The dried up twigs or branches of trees and dried leaves and the dried jute sticks plastered with cowdung are the most common types of fuel used by these people in this area. Sometimes dry grass, straw, jute wastes etc. are also used as fuel. Most of these are collected from nearby places. Coal as a fuel is too costly for them and is hardly used by them. Sometimes fire is preserved by them for future use in a straw rope (bolan) or in an oven or in a pot full of rice-husk, thereby eliminating the cost of match sticks. The oven prepared by these  Oraons, is quite simple and similar to that used by the neighbouring caste people. It is made up of earth and plastered with a paste of mud, cowdung and water. It is triangular in shape, with three corners slightly raised in the shape

of cones, known as Kana or Jhick. These three cones serve as the supporting stands on which the pot or the pan is placed.
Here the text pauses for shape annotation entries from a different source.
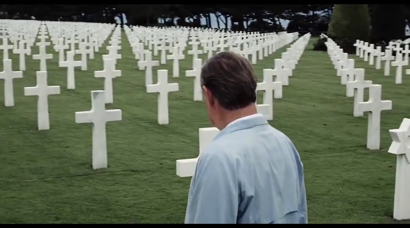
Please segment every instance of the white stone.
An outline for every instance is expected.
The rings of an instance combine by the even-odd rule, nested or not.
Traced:
[[[369,42],[364,42],[362,46],[363,56],[361,58],[363,58],[363,60],[367,62],[369,60]]]
[[[376,69],[380,69],[381,66],[382,56],[384,55],[384,52],[382,52],[382,47],[378,46],[376,47],[376,50],[374,54],[376,56]]]
[[[340,70],[340,83],[346,85],[347,82],[351,82],[355,78],[355,60],[349,59],[347,60],[346,68]],[[346,87],[346,96],[353,96],[353,89]]]
[[[13,71],[11,59],[3,60],[3,71],[0,72],[0,79],[4,79],[4,105],[12,107],[14,106],[13,79],[23,78],[23,73]]]
[[[354,81],[346,83],[346,96],[354,96],[353,105],[353,116],[355,117],[362,116],[363,112],[359,110],[359,103],[363,102],[364,88],[369,88],[371,85],[371,81],[364,80],[364,69],[357,68],[354,69],[355,78]],[[348,94],[347,91],[353,91],[353,94]],[[353,96],[350,96],[351,95]]]
[[[83,42],[80,43],[79,46],[80,49],[75,50],[75,54],[81,55],[81,70],[87,70],[87,54],[92,50],[87,49],[85,43]]]
[[[369,112],[367,116],[367,148],[370,150],[380,148],[380,119],[381,111],[392,109],[391,101],[382,101],[382,85],[369,87],[369,101],[360,102],[360,112]]]
[[[176,51],[174,49],[174,51]],[[178,54],[178,51],[175,53]],[[168,124],[169,123],[168,112],[168,93],[179,90],[178,83],[168,83],[168,70],[158,70],[158,82],[146,86],[147,93],[158,93],[158,123]]]
[[[374,45],[371,44],[369,47],[369,65],[374,64]]]
[[[187,77],[195,77],[194,81],[194,100],[202,101],[202,89],[201,88],[201,68],[202,67],[202,59],[194,59],[194,69],[185,71]]]
[[[117,60],[121,59],[122,57],[121,54],[117,54],[117,51],[118,49],[115,46],[108,46],[107,47],[107,49],[108,50],[108,54],[102,55],[102,60],[114,59],[114,64],[116,64]]]
[[[356,55],[359,56],[360,52],[360,40],[356,40],[356,43],[354,44],[353,46],[356,47]]]
[[[393,142],[388,152],[397,156],[393,218],[410,219],[410,119],[404,118],[398,129],[389,132]]]
[[[404,45],[404,49],[401,51],[401,53],[404,55],[404,61],[408,61],[409,54],[410,53],[410,50],[409,49],[409,45]]]
[[[153,83],[153,67],[159,65],[159,61],[153,61],[152,53],[147,51],[145,52],[145,60],[139,62],[139,66],[145,68],[145,86]]]
[[[48,114],[48,95],[60,94],[60,87],[47,85],[47,72],[37,71],[37,85],[25,87],[24,96],[37,96],[37,123],[39,130],[50,129]]]
[[[340,56],[340,59],[337,60],[336,63],[337,65],[336,75],[340,76],[340,84],[342,85],[346,85],[346,82],[347,80],[347,77],[342,76],[342,70],[347,68],[348,66],[348,59],[347,53],[343,53]]]
[[[394,60],[394,57],[392,55],[392,50],[386,49],[385,50],[385,55],[382,57],[382,60],[385,61],[384,67],[384,76],[390,75],[390,61]]]
[[[178,53],[178,47],[174,47],[173,48],[172,55],[166,56],[166,59],[173,60],[172,65],[172,76],[174,78],[179,77],[179,60],[184,59],[185,56]]]
[[[77,123],[93,123],[93,169],[107,168],[107,135],[105,125],[107,122],[122,119],[121,110],[105,110],[105,92],[91,92],[91,108],[89,111],[75,112]]]
[[[263,91],[263,104],[269,105],[270,108],[267,113],[267,119],[272,120],[273,119],[273,91],[278,90],[279,92],[277,94],[277,96],[275,98],[282,98],[282,84],[280,82],[273,82],[273,76],[275,70],[272,69],[263,69],[263,81],[258,83],[256,85],[256,90]]]
[[[3,38],[3,44],[0,45],[0,49],[3,50],[3,59],[9,59],[9,50],[13,49],[12,45],[9,45],[7,38]]]
[[[55,46],[56,51],[58,51],[58,61],[64,61],[64,54],[65,49],[69,48],[68,45],[64,44],[64,38],[59,38],[57,45]]]
[[[219,132],[219,130],[216,127],[199,128],[199,155],[195,158],[177,160],[176,171],[178,176],[186,177],[194,176],[201,153]]]
[[[40,60],[40,71],[47,71],[46,61],[48,59],[52,58],[52,54],[47,54],[46,52],[46,46],[40,46],[39,47],[40,52],[36,55],[33,55],[33,59]]]
[[[104,61],[104,69],[94,72],[94,77],[104,78],[104,90],[105,96],[105,103],[112,103],[114,102],[114,95],[112,92],[112,79],[121,76],[121,71],[115,69],[115,60],[106,58]]]
[[[18,49],[14,49],[13,53],[14,54],[18,54],[19,55],[19,69],[21,71],[25,70],[25,56],[29,56],[31,54],[31,49],[30,48],[27,49],[24,48],[24,42],[20,41],[18,42]]]
[[[74,67],[81,66],[81,61],[74,61],[74,52],[67,51],[66,61],[58,62],[58,66],[67,67],[67,89],[75,89],[75,78],[74,75]]]
[[[396,56],[396,61],[392,62],[392,66],[397,67],[396,68],[396,78],[394,80],[394,83],[396,84],[401,84],[403,66],[408,65],[408,62],[402,61],[402,58],[403,55],[399,54]]]

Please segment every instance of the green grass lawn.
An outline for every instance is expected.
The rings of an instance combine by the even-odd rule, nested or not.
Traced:
[[[275,100],[270,121],[300,153],[309,222],[398,222],[392,219],[396,157],[387,153],[388,130],[409,117],[410,76],[403,75],[403,84],[395,85],[383,70],[356,60],[356,67],[366,68],[367,80],[383,85],[383,98],[393,101],[393,110],[382,112],[381,149],[368,150],[367,115],[353,116],[353,98],[345,96],[326,53],[311,50],[313,42],[283,98]],[[262,69],[273,68],[288,47],[254,66],[259,80]],[[61,94],[49,96],[49,130],[37,130],[37,97],[23,96],[24,87],[36,84],[39,61],[26,57],[23,78],[14,80],[14,107],[4,107],[0,80],[0,223],[183,222],[190,178],[176,176],[175,160],[197,156],[198,128],[211,126],[203,102],[193,101],[194,78],[185,76],[192,56],[181,62],[179,78],[172,77],[170,60],[155,68],[155,83],[156,70],[168,69],[169,81],[180,85],[179,91],[169,94],[170,124],[160,125],[157,94],[146,92],[144,72],[138,70],[123,34],[122,59],[117,65],[122,76],[113,80],[114,103],[107,105],[122,110],[123,121],[107,123],[108,168],[94,171],[91,124],[75,123],[74,113],[90,110],[90,91],[103,89],[103,79],[94,78],[93,72],[102,69],[101,56],[107,52],[105,45],[89,60],[87,71],[76,70],[76,89],[69,90],[66,68],[58,67],[58,54],[48,47],[54,57],[47,62],[48,85],[61,87]],[[10,56],[18,70],[18,56]],[[206,54],[201,57],[205,60]]]

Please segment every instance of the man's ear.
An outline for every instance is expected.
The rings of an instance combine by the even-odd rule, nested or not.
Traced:
[[[205,87],[205,86],[202,86],[202,90],[203,91],[204,95],[205,95],[205,101],[208,103],[210,105],[213,106],[215,103],[215,100],[214,96],[212,96],[212,93],[211,91]]]

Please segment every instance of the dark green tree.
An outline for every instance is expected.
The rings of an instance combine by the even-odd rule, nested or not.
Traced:
[[[348,53],[356,39],[368,40],[370,18],[367,4],[335,4],[328,36]]]
[[[404,38],[406,19],[404,4],[372,6],[370,41],[373,42]]]

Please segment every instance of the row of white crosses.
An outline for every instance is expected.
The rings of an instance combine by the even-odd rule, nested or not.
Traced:
[[[333,40],[328,38],[325,44],[331,60],[334,64],[338,65],[336,68],[341,67],[340,74],[344,79],[341,80],[341,84],[346,85],[346,96],[354,97],[353,116],[362,116],[364,112],[369,112],[367,148],[379,149],[380,114],[383,110],[392,109],[392,101],[381,100],[381,85],[372,85],[371,81],[364,80],[364,69],[355,69],[354,60],[347,59],[347,53],[344,53]],[[366,102],[363,100],[365,88],[369,88],[369,99]]]
[[[296,65],[303,53],[306,45],[309,42],[310,34],[307,34],[299,38],[290,48],[287,50],[291,56],[290,59],[292,60]],[[282,86],[283,78],[287,78],[290,74],[288,72],[293,68],[287,68],[287,59],[276,59],[275,60],[275,69],[264,69],[263,81],[257,84],[256,90],[264,91],[263,104],[257,105],[258,113],[263,114],[268,120],[273,119],[273,99],[280,98],[282,97]],[[194,98],[199,100],[200,96],[202,100],[202,96],[200,94],[200,90],[199,84],[199,77],[200,67],[202,66],[201,59],[194,60],[194,70],[187,71],[187,76],[196,77],[194,84]],[[276,76],[273,80],[273,76]],[[287,81],[287,80],[286,81]],[[288,83],[286,85],[289,85]],[[196,86],[196,87],[195,86]],[[182,159],[176,160],[176,174],[180,177],[184,177],[192,176],[195,172],[195,168],[201,153],[205,148],[212,141],[214,138],[219,132],[216,127],[206,127],[199,128],[199,154],[195,158]]]
[[[121,49],[118,45],[121,42],[121,33],[117,27],[113,32],[109,50]],[[86,112],[75,112],[75,122],[77,123],[92,123],[92,167],[94,170],[106,168],[108,167],[107,150],[107,136],[105,125],[107,122],[119,121],[122,119],[122,111],[120,109],[106,110],[105,104],[113,103],[112,79],[121,76],[121,70],[115,69],[118,54],[102,56],[104,69],[95,71],[96,78],[104,78],[104,90],[91,92],[92,107]]]
[[[164,30],[164,29],[160,30]],[[159,48],[159,50],[162,52],[162,55],[165,55],[165,53],[166,53],[167,50],[170,51],[172,50],[172,54],[166,55],[166,59],[172,60],[173,60],[173,77],[178,77],[179,76],[180,71],[179,60],[182,60],[185,58],[185,55],[183,54],[183,51],[185,47],[187,46],[187,41],[189,39],[188,34],[184,32],[185,30],[183,28],[178,30],[178,29],[171,28],[169,30],[165,30],[166,31],[168,31],[169,32],[169,34],[157,33],[158,31],[157,30],[155,29],[150,30],[149,28],[142,27],[134,27],[132,29],[128,26],[125,26],[124,30],[125,34],[128,38],[128,40],[130,45],[132,47],[132,49],[135,58],[139,60],[138,62],[139,69],[140,70],[145,70],[145,83],[147,92],[158,93],[159,94],[157,111],[158,123],[159,124],[168,124],[169,123],[168,93],[171,92],[178,91],[179,87],[178,84],[178,83],[168,83],[167,70],[158,70],[157,71],[158,82],[156,84],[152,84],[152,67],[154,66],[159,65],[160,63],[158,60],[153,60],[152,52],[149,50],[145,49],[145,46],[146,44],[148,44],[148,49],[153,49],[154,53],[156,52],[155,51],[155,45],[157,45],[157,44],[162,44],[162,47],[165,47],[166,46],[168,47],[167,48]],[[194,31],[193,32],[196,31],[198,31],[193,30],[193,31]],[[161,32],[163,31],[161,31]],[[175,31],[176,32],[175,32]],[[199,37],[201,37],[201,35],[198,32],[195,34],[196,35],[194,36],[189,38],[189,39],[191,39],[191,41],[188,42],[188,44],[192,45],[193,49],[190,51],[192,51],[191,53],[194,55],[194,57],[196,57],[196,58],[193,59],[193,69],[187,71],[186,75],[187,76],[195,77],[194,99],[194,101],[200,101],[202,100],[202,94],[199,82],[200,68],[202,65],[202,60],[198,57],[198,55],[199,53],[197,51],[197,48],[198,45],[200,43],[198,40],[199,40]],[[209,35],[209,33],[207,32],[207,36]],[[180,34],[182,35],[180,36]],[[296,38],[297,38],[298,34],[297,33],[294,33],[292,34],[284,33],[280,36],[273,34],[273,35],[276,36],[276,37],[282,38],[278,39],[278,41],[276,42],[269,43],[270,44],[269,45],[271,44],[274,46],[274,47],[268,48],[266,49],[266,50],[273,51],[274,48],[280,48],[283,47],[283,46],[292,42]],[[252,40],[251,38],[253,37],[253,36],[255,34],[250,34],[246,35],[247,35],[249,36],[248,38],[248,39],[250,39],[249,40]],[[223,35],[228,36],[228,37],[229,36],[229,34],[224,34]],[[214,35],[214,36],[216,37],[217,37],[216,35]],[[270,37],[266,35],[264,35],[264,36],[267,38]],[[162,40],[160,41],[159,40],[152,41],[153,40],[152,39],[155,39],[155,38],[153,38],[153,37],[162,37]],[[219,36],[217,36],[217,37],[220,38]],[[241,40],[242,40],[242,37],[241,36]],[[209,43],[208,45],[210,45],[207,47],[210,47],[210,46],[213,47],[213,45],[215,44],[212,42],[214,41],[214,40],[210,39],[208,37],[207,37],[206,39],[207,39],[207,42]],[[239,38],[238,39],[239,39]],[[224,42],[223,41],[221,41],[221,39],[220,38],[219,40],[220,42]],[[232,40],[235,41],[235,40]],[[239,47],[233,47],[233,45],[232,45],[234,44],[234,43],[235,43],[235,45],[237,45],[236,44],[237,43],[239,43],[242,45],[244,45],[244,43],[246,43],[247,45],[247,43],[245,43],[245,41],[243,40],[239,42],[232,41],[231,42],[230,48],[232,50],[235,51],[237,50],[237,49],[239,49]],[[167,44],[169,44],[169,45],[166,45]],[[219,44],[222,45],[222,43],[221,42]],[[216,45],[215,45],[215,46],[216,46]],[[244,46],[246,47],[246,45],[245,45]],[[222,51],[225,50],[223,46],[224,46],[224,45],[220,45],[221,47],[219,49],[220,51]],[[289,61],[289,65],[290,66],[289,67],[289,69],[292,69],[292,68],[294,68],[294,66],[296,65],[295,62],[297,62],[297,60],[298,60],[298,58],[300,57],[299,56],[298,56],[298,54],[301,54],[301,52],[298,49],[300,47],[300,46],[298,46],[297,47],[289,49],[288,50],[289,51],[288,54],[289,57],[284,58],[284,63],[287,63]],[[304,47],[303,48],[304,48]],[[267,55],[268,54],[268,53],[266,52],[266,54]],[[246,58],[247,57],[247,55],[245,55],[244,56],[245,56]],[[295,60],[292,60],[293,58],[295,58],[295,56],[296,56],[296,59]],[[284,65],[285,66],[282,67],[282,69],[286,70],[287,69],[286,67],[287,67],[288,64],[285,64]],[[291,73],[289,74],[289,76],[291,76]],[[266,106],[266,105],[264,106]],[[271,105],[270,107],[271,108]],[[268,110],[266,109],[266,112],[268,112]],[[262,111],[261,112],[262,112]],[[273,117],[270,116],[271,116],[272,115],[269,114],[269,113],[271,113],[271,112],[266,112],[267,117],[269,118],[269,119],[271,120],[272,119]]]
[[[27,23],[31,23],[31,26],[33,26],[34,24],[33,21],[28,21],[26,22]],[[11,22],[12,24],[12,22]],[[64,22],[63,22],[64,23]],[[94,23],[93,23],[93,25]],[[37,76],[37,85],[34,87],[27,87],[24,88],[24,94],[25,96],[38,96],[38,105],[37,105],[37,119],[38,119],[38,128],[39,130],[46,130],[50,129],[50,123],[49,119],[49,112],[48,108],[48,96],[49,95],[57,94],[60,94],[60,87],[58,86],[49,86],[47,85],[47,72],[46,71],[46,60],[48,59],[52,58],[52,56],[50,54],[46,54],[45,53],[45,47],[47,45],[50,45],[50,42],[48,42],[46,40],[48,38],[47,35],[47,27],[46,24],[43,22],[41,24],[38,25],[39,27],[39,36],[41,40],[40,42],[37,43],[39,47],[40,53],[37,57],[37,59],[40,60],[41,66],[40,71],[36,72]],[[72,25],[72,24],[71,24]],[[59,24],[55,25],[55,27],[63,27],[64,24]],[[109,35],[110,31],[112,30],[115,25],[107,25],[105,28],[108,30],[108,32],[106,32],[103,36],[106,36]],[[16,27],[16,26],[10,26],[11,27]],[[51,27],[50,25],[49,27]],[[38,27],[37,27],[38,28]],[[79,34],[82,31],[78,29],[78,31],[77,31],[76,34]],[[34,31],[34,34],[36,34],[37,32]],[[119,33],[120,35],[118,35]],[[10,34],[12,34],[10,33]],[[50,33],[50,35],[51,35]],[[59,32],[54,34],[57,37],[61,35]],[[36,36],[34,36],[34,38]],[[112,41],[113,40],[118,40],[118,37],[121,36],[121,31],[118,29],[115,30],[113,33],[113,37],[112,37]],[[74,36],[75,37],[75,36]],[[61,42],[61,38],[58,39],[53,39],[53,36],[50,38],[51,40],[57,40],[57,42]],[[5,38],[7,38],[7,37]],[[84,38],[78,36],[78,40],[81,41],[83,40]],[[104,39],[100,40],[103,42]],[[118,41],[118,40],[117,40]],[[20,41],[21,42],[21,41]],[[73,42],[74,43],[75,42]],[[116,43],[118,43],[118,42]],[[59,43],[61,44],[61,42]],[[102,42],[101,42],[102,43]],[[4,44],[6,45],[8,45],[7,42]],[[81,47],[82,42],[80,42],[80,46]],[[4,45],[3,45],[4,46]],[[73,47],[73,46],[72,46]],[[116,47],[118,48],[118,47]],[[80,47],[80,49],[81,48]],[[59,48],[59,51],[64,49]],[[74,47],[75,51],[75,47]],[[93,54],[94,50],[92,50]],[[84,54],[80,53],[82,55]],[[89,54],[89,53],[87,53]],[[73,67],[75,66],[82,66],[80,63],[77,62],[81,62],[82,61],[74,61],[73,56],[75,54],[75,51],[67,51],[67,61],[60,61],[59,63],[60,65],[63,65],[66,66],[68,68],[68,85],[69,87],[72,87],[73,89],[75,88],[74,77],[73,77]],[[51,58],[50,58],[51,57]],[[115,77],[121,76],[121,71],[115,70],[115,59],[104,58],[104,69],[102,71],[97,71],[95,72],[95,76],[96,77],[104,77],[105,78],[105,91],[98,91],[91,92],[91,99],[92,102],[92,107],[89,112],[77,112],[75,113],[75,121],[77,123],[92,123],[93,125],[93,168],[94,169],[107,168],[107,147],[106,143],[106,135],[105,132],[105,123],[107,121],[114,121],[121,120],[121,110],[105,110],[105,104],[107,103],[112,103],[112,79]],[[84,58],[84,57],[82,57]],[[4,63],[4,69],[3,72],[0,73],[0,78],[4,77],[5,79],[9,79],[13,78],[22,77],[22,72],[13,72],[11,69],[11,60],[9,59],[3,60]],[[64,63],[65,62],[65,63]],[[61,63],[63,64],[61,64]],[[65,65],[64,64],[65,63]],[[70,72],[71,71],[72,74],[70,74]],[[70,77],[70,75],[73,76]],[[2,77],[3,76],[3,77]],[[5,92],[8,94],[11,93],[12,96],[6,96],[6,102],[7,104],[9,102],[9,97],[13,98],[12,96],[13,89],[12,81],[10,80],[6,80],[6,83],[5,83]],[[111,89],[111,90],[110,90]],[[11,92],[10,92],[10,91]],[[106,94],[109,94],[110,96],[107,96]],[[110,101],[111,98],[111,101]],[[13,102],[14,103],[14,102]]]
[[[408,65],[410,49],[409,45],[405,45],[403,49],[401,47],[401,42],[400,42],[395,43],[390,41],[389,45],[386,47],[384,52],[381,51],[381,47],[375,47],[374,44],[370,44],[359,40],[356,40],[356,43],[353,45],[356,47],[356,55],[363,58],[364,61],[369,62],[369,65],[375,65],[376,69],[381,68],[381,61],[385,61],[385,76],[390,75],[390,66],[396,67],[394,83],[396,84],[401,84],[403,68],[403,67]],[[395,56],[392,55],[393,51],[396,51]],[[375,57],[376,58],[375,65]],[[406,74],[410,74],[410,69],[406,69],[405,73]]]
[[[331,58],[335,49],[338,48],[331,39],[328,38],[326,45],[328,53]],[[391,46],[390,44],[390,46]],[[358,46],[357,54],[364,53],[364,49]],[[398,50],[399,52],[400,50]],[[388,53],[391,49],[387,49]],[[365,56],[366,54],[363,54]],[[397,56],[399,59],[401,54]],[[397,61],[397,59],[396,59]],[[346,83],[346,96],[351,96],[354,90],[354,105],[353,116],[363,116],[363,112],[369,112],[368,116],[367,148],[371,150],[380,148],[380,112],[383,110],[392,109],[392,101],[381,101],[381,85],[372,85],[371,81],[364,80],[364,69],[354,69],[354,60],[348,60],[346,71],[349,77],[354,80],[348,80]],[[386,66],[388,66],[389,65]],[[385,69],[386,68],[385,68]],[[387,74],[388,75],[388,74]],[[369,88],[369,100],[363,102],[363,91]],[[397,156],[396,172],[396,184],[394,190],[393,218],[397,220],[410,219],[410,119],[403,119],[398,129],[389,130],[392,142],[389,148],[389,153]]]
[[[154,28],[149,30],[145,27],[134,27],[132,30],[128,27],[125,27],[125,31],[135,58],[139,60],[138,63],[139,69],[146,69],[146,85],[152,83],[152,67],[158,66],[160,64],[166,64],[167,60],[173,61],[173,77],[179,76],[179,61],[185,58],[183,53],[187,46],[187,42],[189,40],[188,33],[184,32],[184,28],[181,29],[179,31],[174,29],[164,30]],[[169,33],[166,33],[167,31],[169,31]],[[216,51],[218,48],[219,52],[227,49],[233,51],[235,49],[239,49],[238,53],[243,54],[247,58],[249,55],[251,55],[252,63],[256,64],[257,51],[259,51],[259,59],[263,59],[263,56],[267,56],[268,54],[271,54],[276,49],[292,41],[298,36],[297,33],[285,33],[280,36],[274,34],[264,34],[263,35],[249,34],[241,35],[240,37],[238,38],[234,36],[239,35],[232,35],[229,33],[210,34],[209,31],[201,33],[194,29],[189,32],[195,34],[191,34],[189,38],[190,41],[188,42],[188,44],[191,45],[192,48],[192,50],[187,51],[187,54],[193,56],[193,68],[194,67],[193,60],[198,58],[198,54],[207,52],[209,58],[214,54],[213,51]],[[227,37],[225,38],[225,36]],[[159,37],[161,38],[160,40]],[[237,39],[240,41],[237,41]],[[226,41],[227,41],[226,43]],[[256,45],[257,41],[257,45]],[[219,43],[217,43],[217,42]],[[147,44],[148,49],[145,49],[145,46]],[[198,45],[200,44],[204,45],[203,50],[198,49]],[[235,47],[235,46],[238,47]],[[243,47],[243,50],[240,50],[241,47]],[[265,48],[262,49],[261,47],[264,47]],[[159,50],[161,51],[160,61],[152,60],[152,52],[150,50],[153,50],[154,55],[157,55]],[[264,50],[264,52],[262,52],[263,50]],[[172,54],[167,55],[167,51]]]
[[[289,77],[292,76],[303,51],[310,38],[308,33],[299,38],[282,53],[282,59],[275,60],[275,69],[266,69],[262,71],[263,79],[257,85],[256,91],[263,91],[263,103],[256,105],[259,113],[263,114],[268,120],[273,119],[273,98],[282,98],[282,87],[289,85]],[[273,78],[275,76],[274,80]]]

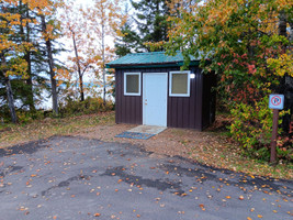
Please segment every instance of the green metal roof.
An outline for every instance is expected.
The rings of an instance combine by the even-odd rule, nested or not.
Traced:
[[[199,62],[200,58],[195,58],[190,56],[191,62]],[[116,61],[110,62],[106,64],[108,68],[115,67],[134,67],[134,66],[182,66],[183,65],[183,56],[179,52],[176,56],[168,56],[165,52],[151,52],[151,53],[137,53],[137,54],[127,54]]]

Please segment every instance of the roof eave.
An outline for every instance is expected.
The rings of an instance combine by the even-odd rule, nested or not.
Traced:
[[[180,67],[183,66],[183,62],[172,63],[145,63],[145,64],[106,64],[106,68],[149,68],[149,67]],[[190,62],[189,66],[199,66],[200,61]]]

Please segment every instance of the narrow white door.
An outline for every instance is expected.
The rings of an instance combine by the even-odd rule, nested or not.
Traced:
[[[167,127],[167,73],[143,75],[143,123]]]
A small pit is first dug out and on three sides of the pit, three cones are made with earth. Inside the pit, the fuel burns and the ashes are stored.

The use of fire and fuel in Southern Bengal is generally similar to that of the Oraons of the Ranchi area excepting that dried Sal leaves are extensively used as fuel as these are freely available in the Ranchi area. On the other hand, the jute stick plastered with cowdung forms a popular item of fuel among the Sunderban Oraons, but is rarely used by the Ranchi Oraons.

The oven prepared by the Oraons of the Ranchi area, is also slightly different in shape and size from the Oraon ovens of the Sunderban area. The Oraon oven of the Ranchi area is bigger in size and rather rectangular in shape. First of all a big earthen platform is made and a small gap is kept in one of the lateral sides where the oven is made. Within the gap, a small depression is scooped out where the fuel burns. The raised cones of the Oraon oven of Ranchi are less prominent and almost faint as compared to those of the Sunderban. The remaining portion of the platform serves for keeping the cooking vessels.